Le anticipazioni del Rapporto Svimez 2015, al di là dei singoli aspetti e dei dati particolari, pur importantissimi, ripropongono forse il Mezzogiorno d’Italia come decisiva questione nazionale ed europea. Molti di noi, infatti, negli ultimi lustri si sono persuasi dell’esistenza di tante “Italie”, non di due soltanto. In ciò vi è di certo un fondo di verità. Non può però trattarsi di un modo raffinato per ignorare le contraddizioni e i problemi nuovi e antichi del Sud.

Stride poi il contrasto fra tali “fotografie” socioeconomiche e la sostanziale incapacità di offrire risposte e prospettive politiche. A quali “utopie concrete” si può fare oggi appello? Come ridestare la speranza e la fiducia (innanzitutto in se stessi) di milioni di cittadini?
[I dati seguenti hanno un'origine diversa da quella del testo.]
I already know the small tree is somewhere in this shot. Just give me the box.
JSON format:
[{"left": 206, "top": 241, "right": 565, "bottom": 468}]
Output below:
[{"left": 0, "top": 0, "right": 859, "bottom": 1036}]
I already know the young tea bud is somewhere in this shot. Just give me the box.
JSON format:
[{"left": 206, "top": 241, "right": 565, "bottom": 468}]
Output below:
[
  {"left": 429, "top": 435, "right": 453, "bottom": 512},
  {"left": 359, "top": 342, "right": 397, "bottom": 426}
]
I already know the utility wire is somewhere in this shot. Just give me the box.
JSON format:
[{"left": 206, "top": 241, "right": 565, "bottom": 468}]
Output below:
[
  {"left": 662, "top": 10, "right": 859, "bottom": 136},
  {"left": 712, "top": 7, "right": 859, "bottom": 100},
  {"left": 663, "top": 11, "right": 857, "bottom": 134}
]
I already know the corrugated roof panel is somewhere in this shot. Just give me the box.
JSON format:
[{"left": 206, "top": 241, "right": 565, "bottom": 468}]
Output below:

La mia impressione è che si stia smarrendo la distinzione fra interventi di breve periodo e un lavoro faticoso e arduo, e tuttavia necessario, di lunga lena. Senza uno sforzo politico-culturale di interpretazione dei fatti e di ricerca di soluzioni possibili rischiamo di restar fermi alla fase dello stupore, più o meno sincero.